It is not a b-tree index but what is called an inverted index. The key in the index is roughly words in a text.
Here is how it works, every time Hibernate Core does create, update or delete an entity, Hibernate Search knows about it (by listening to the event system) and transparently updates the Lucene index (or indexes) for you. So at a given time the index is always up to date with the database. Lucene indexes are generally stored in a file system directory and hence are persistence across restart of the application. There are some other index storage strategies but FS is the most common one.
To initially index the data from your database when you initially add Hibernate Search into your application, Hibernate Search does provide a manual API to index or purge your index (ie wo waiting for Hibernate Core change events).
posted 9 years ago
Thanks Emmanuel, I got the idea of an inverted index!

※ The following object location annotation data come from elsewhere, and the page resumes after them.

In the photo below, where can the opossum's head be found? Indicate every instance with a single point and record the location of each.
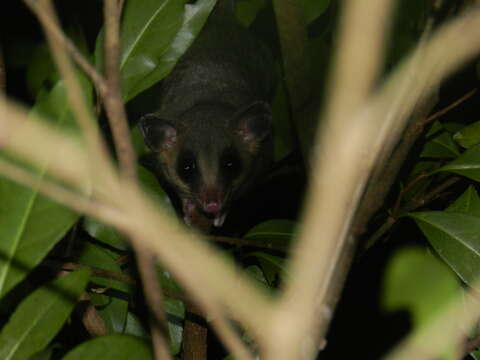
(211, 153)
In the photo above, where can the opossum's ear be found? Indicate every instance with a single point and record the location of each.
(254, 123)
(159, 134)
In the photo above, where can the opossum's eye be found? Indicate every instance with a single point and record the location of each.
(187, 167)
(230, 164)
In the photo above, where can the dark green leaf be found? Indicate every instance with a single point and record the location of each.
(441, 146)
(40, 316)
(147, 32)
(456, 238)
(31, 224)
(315, 8)
(111, 308)
(134, 327)
(272, 266)
(418, 281)
(112, 347)
(247, 10)
(175, 310)
(283, 135)
(275, 231)
(104, 233)
(468, 136)
(467, 164)
(468, 203)
(152, 187)
(154, 36)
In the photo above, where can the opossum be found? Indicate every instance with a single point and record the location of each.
(212, 134)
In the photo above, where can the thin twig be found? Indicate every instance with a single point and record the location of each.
(248, 243)
(154, 298)
(113, 99)
(121, 136)
(413, 204)
(3, 74)
(45, 13)
(329, 212)
(59, 36)
(446, 109)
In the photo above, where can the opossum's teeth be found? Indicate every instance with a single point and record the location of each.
(219, 220)
(189, 211)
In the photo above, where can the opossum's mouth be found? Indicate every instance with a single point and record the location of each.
(214, 210)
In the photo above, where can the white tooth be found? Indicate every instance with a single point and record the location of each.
(219, 220)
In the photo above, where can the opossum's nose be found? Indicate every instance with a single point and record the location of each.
(213, 207)
(211, 201)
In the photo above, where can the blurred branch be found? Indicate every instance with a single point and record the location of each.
(413, 204)
(328, 211)
(113, 99)
(206, 274)
(358, 133)
(3, 74)
(45, 13)
(292, 30)
(123, 147)
(248, 243)
(434, 340)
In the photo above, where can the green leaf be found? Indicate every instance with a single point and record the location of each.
(134, 327)
(153, 37)
(246, 11)
(112, 309)
(283, 135)
(272, 266)
(275, 231)
(151, 186)
(417, 281)
(441, 146)
(112, 347)
(31, 224)
(468, 136)
(40, 316)
(467, 164)
(104, 233)
(175, 310)
(456, 238)
(315, 8)
(147, 32)
(468, 203)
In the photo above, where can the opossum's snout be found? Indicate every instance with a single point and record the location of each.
(212, 203)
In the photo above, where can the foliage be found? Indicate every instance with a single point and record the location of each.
(35, 229)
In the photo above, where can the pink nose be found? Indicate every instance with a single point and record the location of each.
(212, 207)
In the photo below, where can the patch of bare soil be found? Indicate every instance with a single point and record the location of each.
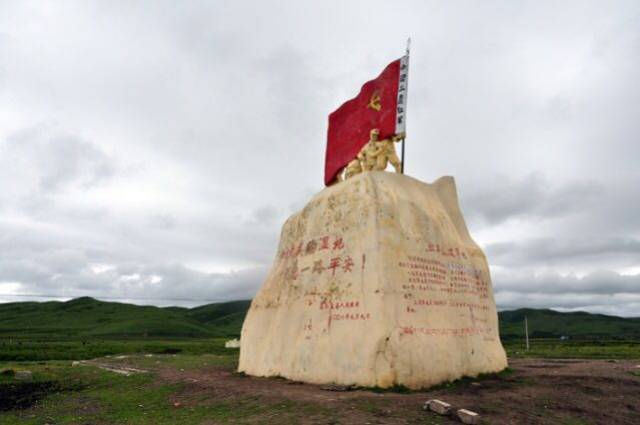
(536, 392)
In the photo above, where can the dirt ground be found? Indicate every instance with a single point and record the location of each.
(537, 391)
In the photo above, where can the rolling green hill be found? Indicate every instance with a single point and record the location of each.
(89, 318)
(86, 318)
(554, 324)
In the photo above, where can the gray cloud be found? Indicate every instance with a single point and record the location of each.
(604, 292)
(533, 197)
(564, 251)
(182, 154)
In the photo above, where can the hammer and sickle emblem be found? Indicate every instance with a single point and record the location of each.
(374, 103)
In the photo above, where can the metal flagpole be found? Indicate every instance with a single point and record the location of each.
(405, 105)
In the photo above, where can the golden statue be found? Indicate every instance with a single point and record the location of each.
(375, 155)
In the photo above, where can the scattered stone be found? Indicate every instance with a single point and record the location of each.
(24, 375)
(468, 417)
(232, 343)
(337, 388)
(438, 406)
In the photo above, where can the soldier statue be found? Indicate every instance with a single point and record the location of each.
(375, 155)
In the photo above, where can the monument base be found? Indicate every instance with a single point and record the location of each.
(376, 283)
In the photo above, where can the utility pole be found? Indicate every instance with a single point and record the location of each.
(526, 331)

But doesn't updating the index via those listerners each and every time slows up the search? Because I would prefer a search engine that is very quick and efficient rather than 'very-super' precisive in getting me the return list for iteration.

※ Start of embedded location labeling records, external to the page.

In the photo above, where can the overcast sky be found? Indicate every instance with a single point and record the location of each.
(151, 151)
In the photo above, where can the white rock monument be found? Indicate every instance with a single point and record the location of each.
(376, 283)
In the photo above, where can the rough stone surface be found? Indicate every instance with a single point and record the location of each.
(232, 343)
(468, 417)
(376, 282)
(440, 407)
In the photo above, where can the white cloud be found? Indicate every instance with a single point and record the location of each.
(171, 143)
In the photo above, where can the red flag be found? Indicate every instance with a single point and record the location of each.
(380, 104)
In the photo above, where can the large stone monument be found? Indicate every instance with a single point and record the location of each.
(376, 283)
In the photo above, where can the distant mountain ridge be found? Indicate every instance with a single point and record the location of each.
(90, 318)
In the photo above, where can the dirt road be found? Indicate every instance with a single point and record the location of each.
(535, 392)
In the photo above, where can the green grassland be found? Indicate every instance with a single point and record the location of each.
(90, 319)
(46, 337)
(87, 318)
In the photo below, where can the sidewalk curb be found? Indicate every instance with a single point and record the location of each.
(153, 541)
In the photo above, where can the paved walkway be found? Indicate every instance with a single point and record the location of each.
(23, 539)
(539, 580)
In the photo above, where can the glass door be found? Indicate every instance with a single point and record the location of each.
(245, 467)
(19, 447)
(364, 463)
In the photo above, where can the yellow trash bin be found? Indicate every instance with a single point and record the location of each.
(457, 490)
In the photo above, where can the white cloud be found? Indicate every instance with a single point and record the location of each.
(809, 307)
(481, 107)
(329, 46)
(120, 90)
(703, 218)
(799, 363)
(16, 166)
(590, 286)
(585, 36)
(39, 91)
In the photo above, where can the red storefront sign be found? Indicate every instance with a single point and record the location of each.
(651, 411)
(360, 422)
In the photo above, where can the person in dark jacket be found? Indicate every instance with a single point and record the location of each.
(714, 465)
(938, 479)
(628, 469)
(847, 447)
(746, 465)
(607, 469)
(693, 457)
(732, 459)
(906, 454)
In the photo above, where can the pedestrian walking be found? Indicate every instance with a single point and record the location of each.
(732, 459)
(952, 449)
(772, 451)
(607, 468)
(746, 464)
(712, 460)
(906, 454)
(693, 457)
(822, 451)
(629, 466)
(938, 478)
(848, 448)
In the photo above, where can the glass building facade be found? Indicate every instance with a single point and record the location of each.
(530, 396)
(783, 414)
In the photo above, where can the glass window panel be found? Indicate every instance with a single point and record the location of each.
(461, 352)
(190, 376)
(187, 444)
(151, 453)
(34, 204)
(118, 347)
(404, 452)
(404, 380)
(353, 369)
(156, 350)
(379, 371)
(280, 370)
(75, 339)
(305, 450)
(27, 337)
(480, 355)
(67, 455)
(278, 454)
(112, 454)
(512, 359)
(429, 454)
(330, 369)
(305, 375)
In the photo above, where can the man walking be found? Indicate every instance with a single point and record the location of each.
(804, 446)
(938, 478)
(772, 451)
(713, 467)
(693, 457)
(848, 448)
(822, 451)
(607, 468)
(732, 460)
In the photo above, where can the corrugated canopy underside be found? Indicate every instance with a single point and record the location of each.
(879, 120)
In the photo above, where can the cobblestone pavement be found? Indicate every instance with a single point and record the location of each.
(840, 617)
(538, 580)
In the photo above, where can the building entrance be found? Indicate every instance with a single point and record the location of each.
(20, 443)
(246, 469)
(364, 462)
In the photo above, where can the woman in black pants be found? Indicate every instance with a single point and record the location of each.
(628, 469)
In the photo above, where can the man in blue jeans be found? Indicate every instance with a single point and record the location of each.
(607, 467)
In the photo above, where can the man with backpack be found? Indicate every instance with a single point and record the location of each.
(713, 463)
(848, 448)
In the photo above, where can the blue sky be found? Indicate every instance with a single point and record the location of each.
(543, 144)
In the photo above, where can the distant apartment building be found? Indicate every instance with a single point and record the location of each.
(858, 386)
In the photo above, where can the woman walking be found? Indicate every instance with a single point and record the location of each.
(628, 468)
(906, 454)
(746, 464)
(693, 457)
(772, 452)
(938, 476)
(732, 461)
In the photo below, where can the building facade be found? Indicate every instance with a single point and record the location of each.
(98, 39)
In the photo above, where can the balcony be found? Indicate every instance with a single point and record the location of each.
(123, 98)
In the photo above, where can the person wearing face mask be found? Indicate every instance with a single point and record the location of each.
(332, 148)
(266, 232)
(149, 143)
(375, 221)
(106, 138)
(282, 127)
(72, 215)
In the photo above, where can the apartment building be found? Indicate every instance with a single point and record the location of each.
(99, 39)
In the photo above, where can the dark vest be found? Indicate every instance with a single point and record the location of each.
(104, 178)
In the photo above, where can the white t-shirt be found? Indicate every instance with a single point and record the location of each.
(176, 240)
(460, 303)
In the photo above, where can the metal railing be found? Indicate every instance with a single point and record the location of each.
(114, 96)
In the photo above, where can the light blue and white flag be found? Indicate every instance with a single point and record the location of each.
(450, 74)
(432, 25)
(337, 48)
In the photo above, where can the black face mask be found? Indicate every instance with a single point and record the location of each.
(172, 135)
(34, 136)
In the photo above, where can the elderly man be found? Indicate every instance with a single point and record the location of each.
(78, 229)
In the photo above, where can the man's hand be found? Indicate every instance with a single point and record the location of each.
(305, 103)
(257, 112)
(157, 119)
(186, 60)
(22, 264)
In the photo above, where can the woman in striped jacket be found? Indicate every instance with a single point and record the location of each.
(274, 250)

Do we have a batch based updation system also, where say, we can run it to sync-up the index data-structure (the file system directory) every night from 3AM to 4AM, where the server is in a zombie mode with seldom any hits or activity
posted 9 years ago
In most cases, people don't see performance degradation. This is particularly true if you use the JMS cluster mode. In this approach, the indexing is done on a master without affecting your slaves. Slaves do answer queries very fast thanks to their local copy of the index and push changes to the master. The master does the indexing and on a regular basis (configurable), the new index is pushed to slaves.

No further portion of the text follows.